Kara Lassen, Global Head, Immunology Discovery at Roche commented: “The objective of this consortium was to bring together experts across academia and industry to accelerate our understanding of stromal cells in inflammatory diseases. These exciting results highlight the strength of these collaborations and we hope to use these findings to develop novel therapies for patients in the future.”

“The role of fibroblasts in chronic inflammatory disease has been overlooked,” said Professor Fiona Powrie, Director of the Kennedy Institute.  “This consortium brings together scientists and clinicians working across immune mediated inflammatory diseases to identify common and unique pathways through which fibroblasts in different tissues promote inflammation. The results will help identify new therapeutic targets and allow the repurposing of drugs across different diseases.”

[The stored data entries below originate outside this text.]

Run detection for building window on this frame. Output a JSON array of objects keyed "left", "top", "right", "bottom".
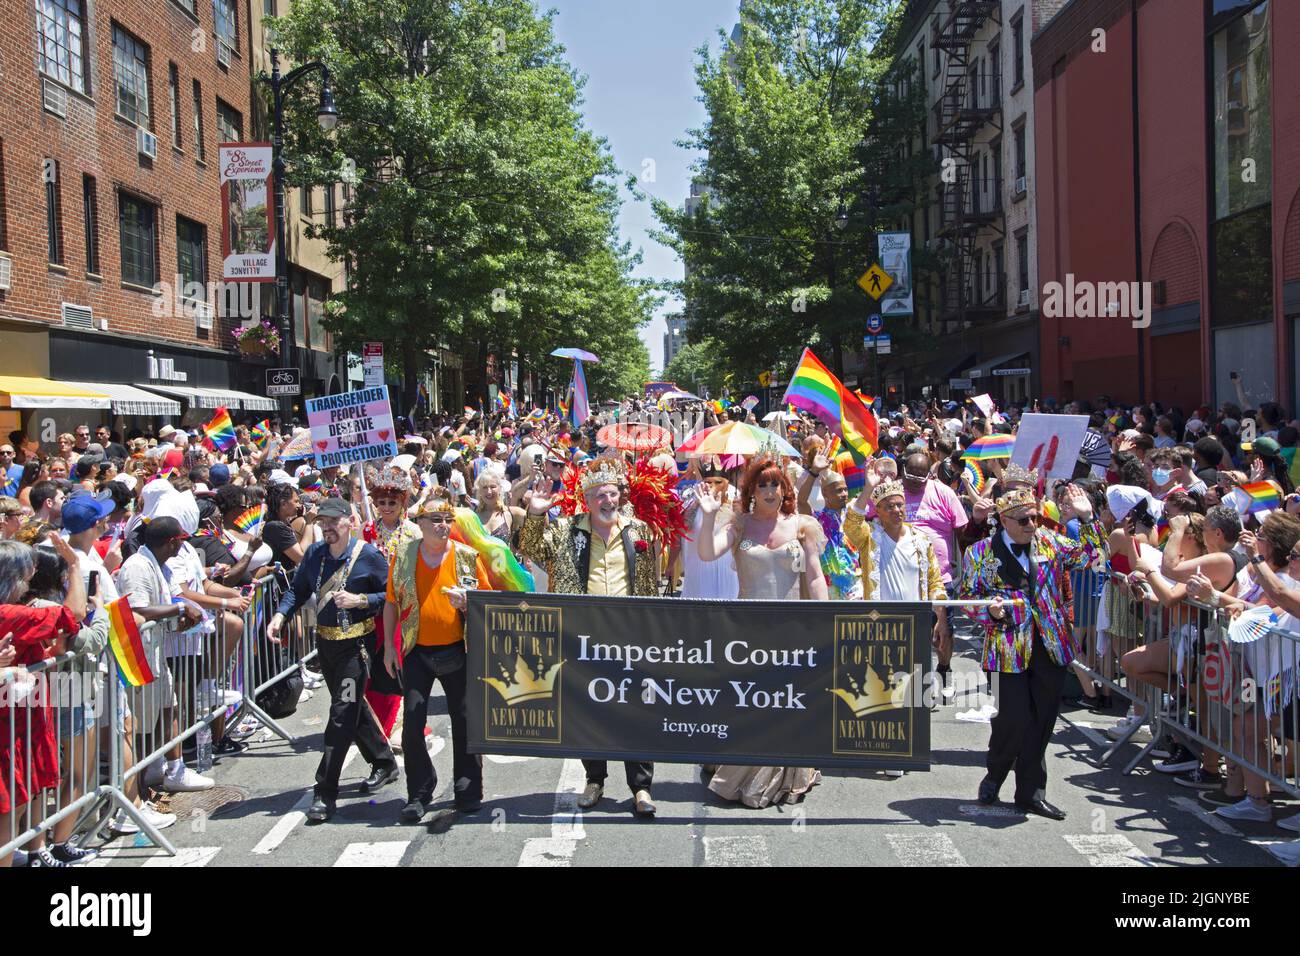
[
  {"left": 263, "top": 0, "right": 274, "bottom": 15},
  {"left": 989, "top": 42, "right": 1000, "bottom": 103},
  {"left": 216, "top": 99, "right": 243, "bottom": 142},
  {"left": 192, "top": 80, "right": 205, "bottom": 161},
  {"left": 991, "top": 136, "right": 1003, "bottom": 206},
  {"left": 1013, "top": 124, "right": 1026, "bottom": 180},
  {"left": 1212, "top": 0, "right": 1270, "bottom": 220},
  {"left": 118, "top": 192, "right": 158, "bottom": 287},
  {"left": 82, "top": 174, "right": 98, "bottom": 274},
  {"left": 213, "top": 0, "right": 237, "bottom": 54},
  {"left": 324, "top": 185, "right": 336, "bottom": 227},
  {"left": 172, "top": 0, "right": 197, "bottom": 15},
  {"left": 44, "top": 159, "right": 64, "bottom": 265},
  {"left": 300, "top": 186, "right": 312, "bottom": 217},
  {"left": 993, "top": 242, "right": 1005, "bottom": 305},
  {"left": 1015, "top": 230, "right": 1029, "bottom": 293},
  {"left": 1011, "top": 12, "right": 1024, "bottom": 88},
  {"left": 308, "top": 278, "right": 329, "bottom": 350},
  {"left": 176, "top": 215, "right": 206, "bottom": 295},
  {"left": 168, "top": 64, "right": 181, "bottom": 148},
  {"left": 112, "top": 24, "right": 151, "bottom": 127},
  {"left": 0, "top": 140, "right": 8, "bottom": 251},
  {"left": 36, "top": 0, "right": 88, "bottom": 93}
]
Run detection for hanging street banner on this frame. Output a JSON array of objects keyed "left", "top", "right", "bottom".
[
  {"left": 304, "top": 385, "right": 398, "bottom": 469},
  {"left": 219, "top": 143, "right": 276, "bottom": 282},
  {"left": 466, "top": 592, "right": 934, "bottom": 770},
  {"left": 877, "top": 231, "right": 914, "bottom": 317}
]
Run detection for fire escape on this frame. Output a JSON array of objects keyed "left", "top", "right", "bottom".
[{"left": 932, "top": 0, "right": 1003, "bottom": 334}]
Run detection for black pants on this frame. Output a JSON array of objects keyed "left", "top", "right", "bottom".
[
  {"left": 401, "top": 642, "right": 481, "bottom": 803},
  {"left": 583, "top": 759, "right": 653, "bottom": 794},
  {"left": 315, "top": 635, "right": 396, "bottom": 801},
  {"left": 986, "top": 631, "right": 1066, "bottom": 805}
]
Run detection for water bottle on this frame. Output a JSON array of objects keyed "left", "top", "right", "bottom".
[{"left": 196, "top": 725, "right": 213, "bottom": 772}]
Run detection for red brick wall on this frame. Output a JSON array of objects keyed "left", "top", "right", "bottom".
[
  {"left": 0, "top": 0, "right": 254, "bottom": 366},
  {"left": 1148, "top": 221, "right": 1201, "bottom": 307}
]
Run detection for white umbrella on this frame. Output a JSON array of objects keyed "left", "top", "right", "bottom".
[
  {"left": 762, "top": 410, "right": 799, "bottom": 423},
  {"left": 660, "top": 389, "right": 702, "bottom": 403}
]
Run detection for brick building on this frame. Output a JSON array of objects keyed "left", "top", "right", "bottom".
[{"left": 1033, "top": 0, "right": 1300, "bottom": 410}]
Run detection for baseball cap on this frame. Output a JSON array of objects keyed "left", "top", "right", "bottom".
[
  {"left": 209, "top": 462, "right": 231, "bottom": 487},
  {"left": 317, "top": 497, "right": 352, "bottom": 519},
  {"left": 61, "top": 492, "right": 115, "bottom": 534},
  {"left": 1242, "top": 436, "right": 1280, "bottom": 457}
]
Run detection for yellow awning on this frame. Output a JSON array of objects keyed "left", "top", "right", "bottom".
[{"left": 0, "top": 376, "right": 112, "bottom": 410}]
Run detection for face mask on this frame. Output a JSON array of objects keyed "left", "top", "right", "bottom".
[{"left": 1152, "top": 468, "right": 1172, "bottom": 486}]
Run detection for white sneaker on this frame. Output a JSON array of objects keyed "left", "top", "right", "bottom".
[
  {"left": 111, "top": 801, "right": 177, "bottom": 835},
  {"left": 1106, "top": 715, "right": 1144, "bottom": 740},
  {"left": 162, "top": 767, "right": 215, "bottom": 792},
  {"left": 884, "top": 769, "right": 905, "bottom": 778},
  {"left": 143, "top": 758, "right": 166, "bottom": 788},
  {"left": 300, "top": 666, "right": 324, "bottom": 688},
  {"left": 1278, "top": 812, "right": 1300, "bottom": 833},
  {"left": 198, "top": 680, "right": 243, "bottom": 708},
  {"left": 1215, "top": 796, "right": 1271, "bottom": 823}
]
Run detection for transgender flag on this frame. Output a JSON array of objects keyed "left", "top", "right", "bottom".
[{"left": 570, "top": 359, "right": 590, "bottom": 426}]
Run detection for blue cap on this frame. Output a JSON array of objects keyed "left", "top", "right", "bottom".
[
  {"left": 61, "top": 492, "right": 115, "bottom": 534},
  {"left": 209, "top": 462, "right": 231, "bottom": 487}
]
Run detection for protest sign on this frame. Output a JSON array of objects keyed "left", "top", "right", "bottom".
[
  {"left": 304, "top": 386, "right": 398, "bottom": 469},
  {"left": 1010, "top": 413, "right": 1090, "bottom": 481}
]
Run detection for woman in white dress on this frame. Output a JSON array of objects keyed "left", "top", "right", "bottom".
[
  {"left": 696, "top": 456, "right": 827, "bottom": 808},
  {"left": 679, "top": 461, "right": 740, "bottom": 600}
]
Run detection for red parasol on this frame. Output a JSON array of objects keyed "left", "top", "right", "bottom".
[{"left": 596, "top": 422, "right": 674, "bottom": 454}]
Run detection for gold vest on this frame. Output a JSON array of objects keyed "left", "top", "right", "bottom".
[{"left": 390, "top": 539, "right": 480, "bottom": 653}]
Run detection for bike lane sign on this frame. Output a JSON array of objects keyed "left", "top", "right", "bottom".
[{"left": 266, "top": 367, "right": 301, "bottom": 396}]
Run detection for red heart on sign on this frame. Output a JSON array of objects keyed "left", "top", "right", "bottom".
[
  {"left": 378, "top": 430, "right": 390, "bottom": 441},
  {"left": 316, "top": 440, "right": 328, "bottom": 451}
]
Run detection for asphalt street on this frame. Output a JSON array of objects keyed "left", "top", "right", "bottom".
[{"left": 89, "top": 628, "right": 1296, "bottom": 868}]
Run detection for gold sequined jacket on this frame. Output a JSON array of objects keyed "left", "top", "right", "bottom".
[{"left": 517, "top": 513, "right": 659, "bottom": 596}]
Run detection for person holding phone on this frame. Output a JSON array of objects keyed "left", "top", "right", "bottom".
[{"left": 263, "top": 482, "right": 316, "bottom": 571}]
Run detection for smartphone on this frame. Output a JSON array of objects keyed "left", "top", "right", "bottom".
[
  {"left": 87, "top": 570, "right": 99, "bottom": 598},
  {"left": 533, "top": 453, "right": 543, "bottom": 467}
]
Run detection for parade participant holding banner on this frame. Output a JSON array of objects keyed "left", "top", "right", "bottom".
[
  {"left": 959, "top": 483, "right": 1104, "bottom": 820},
  {"left": 697, "top": 456, "right": 826, "bottom": 808},
  {"left": 267, "top": 497, "right": 398, "bottom": 823},
  {"left": 383, "top": 496, "right": 491, "bottom": 822},
  {"left": 518, "top": 456, "right": 660, "bottom": 817}
]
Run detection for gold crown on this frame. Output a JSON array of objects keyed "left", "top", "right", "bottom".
[
  {"left": 870, "top": 479, "right": 905, "bottom": 506},
  {"left": 829, "top": 667, "right": 909, "bottom": 717},
  {"left": 482, "top": 654, "right": 564, "bottom": 705},
  {"left": 996, "top": 487, "right": 1038, "bottom": 515},
  {"left": 1001, "top": 462, "right": 1039, "bottom": 486},
  {"left": 580, "top": 458, "right": 624, "bottom": 493}
]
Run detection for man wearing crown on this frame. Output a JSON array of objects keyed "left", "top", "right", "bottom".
[
  {"left": 518, "top": 456, "right": 660, "bottom": 817},
  {"left": 958, "top": 479, "right": 1105, "bottom": 820}
]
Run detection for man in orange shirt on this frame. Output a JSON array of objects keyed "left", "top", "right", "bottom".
[{"left": 383, "top": 498, "right": 491, "bottom": 823}]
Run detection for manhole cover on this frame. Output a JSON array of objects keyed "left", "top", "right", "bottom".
[{"left": 165, "top": 785, "right": 250, "bottom": 820}]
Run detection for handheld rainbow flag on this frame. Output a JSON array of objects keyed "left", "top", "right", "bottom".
[
  {"left": 1155, "top": 515, "right": 1171, "bottom": 547},
  {"left": 1240, "top": 481, "right": 1282, "bottom": 514},
  {"left": 250, "top": 419, "right": 273, "bottom": 449},
  {"left": 833, "top": 450, "right": 865, "bottom": 492},
  {"left": 203, "top": 406, "right": 237, "bottom": 452},
  {"left": 231, "top": 503, "right": 266, "bottom": 536},
  {"left": 781, "top": 348, "right": 878, "bottom": 464},
  {"left": 107, "top": 596, "right": 155, "bottom": 687},
  {"left": 451, "top": 508, "right": 535, "bottom": 592},
  {"left": 529, "top": 408, "right": 547, "bottom": 421},
  {"left": 962, "top": 433, "right": 1016, "bottom": 460},
  {"left": 417, "top": 381, "right": 431, "bottom": 410}
]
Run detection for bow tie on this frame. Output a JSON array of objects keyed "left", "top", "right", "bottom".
[{"left": 1010, "top": 542, "right": 1030, "bottom": 557}]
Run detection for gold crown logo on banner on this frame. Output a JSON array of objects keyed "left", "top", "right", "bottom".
[
  {"left": 829, "top": 668, "right": 908, "bottom": 717},
  {"left": 483, "top": 655, "right": 564, "bottom": 705}
]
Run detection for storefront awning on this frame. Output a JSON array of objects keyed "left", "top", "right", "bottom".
[
  {"left": 135, "top": 383, "right": 278, "bottom": 412},
  {"left": 0, "top": 376, "right": 111, "bottom": 410},
  {"left": 964, "top": 352, "right": 1030, "bottom": 379},
  {"left": 61, "top": 381, "right": 181, "bottom": 417}
]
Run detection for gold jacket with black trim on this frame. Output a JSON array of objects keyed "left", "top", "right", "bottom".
[{"left": 517, "top": 512, "right": 658, "bottom": 596}]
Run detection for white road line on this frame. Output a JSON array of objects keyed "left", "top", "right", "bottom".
[
  {"left": 703, "top": 835, "right": 772, "bottom": 867},
  {"left": 958, "top": 804, "right": 1019, "bottom": 818},
  {"left": 1063, "top": 718, "right": 1109, "bottom": 750},
  {"left": 142, "top": 846, "right": 222, "bottom": 867},
  {"left": 251, "top": 745, "right": 362, "bottom": 855},
  {"left": 333, "top": 840, "right": 411, "bottom": 867},
  {"left": 1063, "top": 834, "right": 1155, "bottom": 867},
  {"left": 517, "top": 758, "right": 587, "bottom": 867},
  {"left": 85, "top": 836, "right": 133, "bottom": 867},
  {"left": 1170, "top": 796, "right": 1243, "bottom": 837},
  {"left": 487, "top": 754, "right": 534, "bottom": 764},
  {"left": 886, "top": 833, "right": 969, "bottom": 866}
]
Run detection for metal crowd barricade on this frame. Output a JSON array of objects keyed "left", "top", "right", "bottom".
[{"left": 246, "top": 572, "right": 318, "bottom": 727}]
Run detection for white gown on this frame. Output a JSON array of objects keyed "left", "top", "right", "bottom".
[{"left": 680, "top": 505, "right": 740, "bottom": 600}]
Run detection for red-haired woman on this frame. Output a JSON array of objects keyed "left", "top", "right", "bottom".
[{"left": 696, "top": 455, "right": 827, "bottom": 808}]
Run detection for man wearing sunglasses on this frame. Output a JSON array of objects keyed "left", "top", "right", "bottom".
[{"left": 958, "top": 482, "right": 1103, "bottom": 821}]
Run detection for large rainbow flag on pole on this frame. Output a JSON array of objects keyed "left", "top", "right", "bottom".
[
  {"left": 781, "top": 348, "right": 879, "bottom": 464},
  {"left": 203, "top": 406, "right": 237, "bottom": 452},
  {"left": 107, "top": 596, "right": 155, "bottom": 687}
]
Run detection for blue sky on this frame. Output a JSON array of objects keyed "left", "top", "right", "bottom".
[{"left": 548, "top": 0, "right": 740, "bottom": 373}]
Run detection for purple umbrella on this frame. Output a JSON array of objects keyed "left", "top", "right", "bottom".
[{"left": 550, "top": 347, "right": 601, "bottom": 363}]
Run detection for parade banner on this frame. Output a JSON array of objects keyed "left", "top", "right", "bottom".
[
  {"left": 1010, "top": 413, "right": 1090, "bottom": 481},
  {"left": 304, "top": 386, "right": 398, "bottom": 469},
  {"left": 877, "top": 231, "right": 914, "bottom": 318},
  {"left": 466, "top": 593, "right": 933, "bottom": 770},
  {"left": 219, "top": 143, "right": 275, "bottom": 282}
]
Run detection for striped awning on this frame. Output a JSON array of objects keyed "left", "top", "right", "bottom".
[
  {"left": 61, "top": 381, "right": 181, "bottom": 417},
  {"left": 0, "top": 376, "right": 111, "bottom": 410},
  {"left": 136, "top": 383, "right": 278, "bottom": 412}
]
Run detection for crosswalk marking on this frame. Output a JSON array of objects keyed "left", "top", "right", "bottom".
[
  {"left": 142, "top": 846, "right": 222, "bottom": 867},
  {"left": 250, "top": 746, "right": 362, "bottom": 855},
  {"left": 1063, "top": 834, "right": 1155, "bottom": 867},
  {"left": 518, "top": 758, "right": 587, "bottom": 867},
  {"left": 886, "top": 833, "right": 968, "bottom": 866},
  {"left": 703, "top": 835, "right": 772, "bottom": 867},
  {"left": 333, "top": 841, "right": 411, "bottom": 867}
]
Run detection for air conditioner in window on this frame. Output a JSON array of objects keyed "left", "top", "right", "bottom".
[
  {"left": 0, "top": 257, "right": 11, "bottom": 291},
  {"left": 192, "top": 299, "right": 214, "bottom": 329},
  {"left": 42, "top": 78, "right": 68, "bottom": 118},
  {"left": 138, "top": 127, "right": 158, "bottom": 160},
  {"left": 1014, "top": 175, "right": 1026, "bottom": 195},
  {"left": 216, "top": 38, "right": 232, "bottom": 68},
  {"left": 1017, "top": 288, "right": 1030, "bottom": 308}
]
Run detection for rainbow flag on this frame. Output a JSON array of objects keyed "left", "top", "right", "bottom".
[
  {"left": 781, "top": 348, "right": 878, "bottom": 464},
  {"left": 203, "top": 406, "right": 237, "bottom": 452},
  {"left": 570, "top": 359, "right": 589, "bottom": 426},
  {"left": 529, "top": 408, "right": 547, "bottom": 421},
  {"left": 1155, "top": 515, "right": 1171, "bottom": 546},
  {"left": 451, "top": 508, "right": 535, "bottom": 592},
  {"left": 231, "top": 503, "right": 266, "bottom": 536},
  {"left": 495, "top": 390, "right": 514, "bottom": 415},
  {"left": 417, "top": 381, "right": 431, "bottom": 410},
  {"left": 107, "top": 596, "right": 154, "bottom": 687},
  {"left": 833, "top": 450, "right": 865, "bottom": 492},
  {"left": 963, "top": 459, "right": 986, "bottom": 494},
  {"left": 963, "top": 433, "right": 1016, "bottom": 460},
  {"left": 250, "top": 419, "right": 272, "bottom": 449},
  {"left": 1240, "top": 481, "right": 1282, "bottom": 514}
]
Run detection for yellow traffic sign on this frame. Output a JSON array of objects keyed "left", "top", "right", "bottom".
[
  {"left": 757, "top": 371, "right": 772, "bottom": 387},
  {"left": 857, "top": 263, "right": 893, "bottom": 300}
]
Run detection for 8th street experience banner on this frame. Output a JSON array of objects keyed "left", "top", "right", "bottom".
[{"left": 466, "top": 593, "right": 933, "bottom": 770}]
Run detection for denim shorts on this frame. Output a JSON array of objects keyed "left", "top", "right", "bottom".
[{"left": 57, "top": 704, "right": 97, "bottom": 739}]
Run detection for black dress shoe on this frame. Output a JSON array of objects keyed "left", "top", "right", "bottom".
[
  {"left": 455, "top": 794, "right": 483, "bottom": 814},
  {"left": 576, "top": 782, "right": 603, "bottom": 809},
  {"left": 1015, "top": 798, "right": 1067, "bottom": 821},
  {"left": 633, "top": 790, "right": 656, "bottom": 817},
  {"left": 977, "top": 776, "right": 1000, "bottom": 805},
  {"left": 306, "top": 797, "right": 335, "bottom": 822},
  {"left": 400, "top": 798, "right": 430, "bottom": 824},
  {"left": 362, "top": 764, "right": 400, "bottom": 793}
]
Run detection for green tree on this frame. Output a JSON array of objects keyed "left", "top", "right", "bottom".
[{"left": 662, "top": 339, "right": 729, "bottom": 396}]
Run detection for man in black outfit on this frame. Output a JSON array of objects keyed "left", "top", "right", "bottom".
[{"left": 267, "top": 497, "right": 397, "bottom": 821}]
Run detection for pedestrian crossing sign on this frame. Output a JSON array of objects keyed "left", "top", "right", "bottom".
[{"left": 857, "top": 264, "right": 893, "bottom": 300}]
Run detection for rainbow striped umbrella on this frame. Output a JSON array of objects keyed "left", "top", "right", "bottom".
[
  {"left": 676, "top": 421, "right": 799, "bottom": 458},
  {"left": 962, "top": 433, "right": 1016, "bottom": 461}
]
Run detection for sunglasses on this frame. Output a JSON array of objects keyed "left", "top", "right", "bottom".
[
  {"left": 418, "top": 514, "right": 451, "bottom": 525},
  {"left": 372, "top": 497, "right": 401, "bottom": 506},
  {"left": 1009, "top": 514, "right": 1039, "bottom": 528}
]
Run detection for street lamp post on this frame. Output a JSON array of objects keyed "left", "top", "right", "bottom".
[{"left": 265, "top": 48, "right": 338, "bottom": 422}]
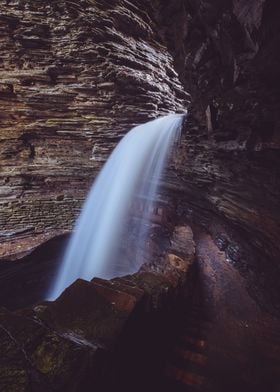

Chris Buckley, Kennedy Professor of Translational Rheumatology, who works at both the University of Oxford and Birmingham added: “Collaboration is the future. This consortium is a terrific example of how academics working in Universities, our clinical colleagues and patient partners have joined forces with researchers in the pharmaceutical sector to help answer a critical question: ‘are there a set of universal fibroblasts that are found in inflamed human tissues?’ The fact that the answer turns out to be yes has important implications for the development of new drugs that might work across a range of inflammatory diseases rather than just in one.”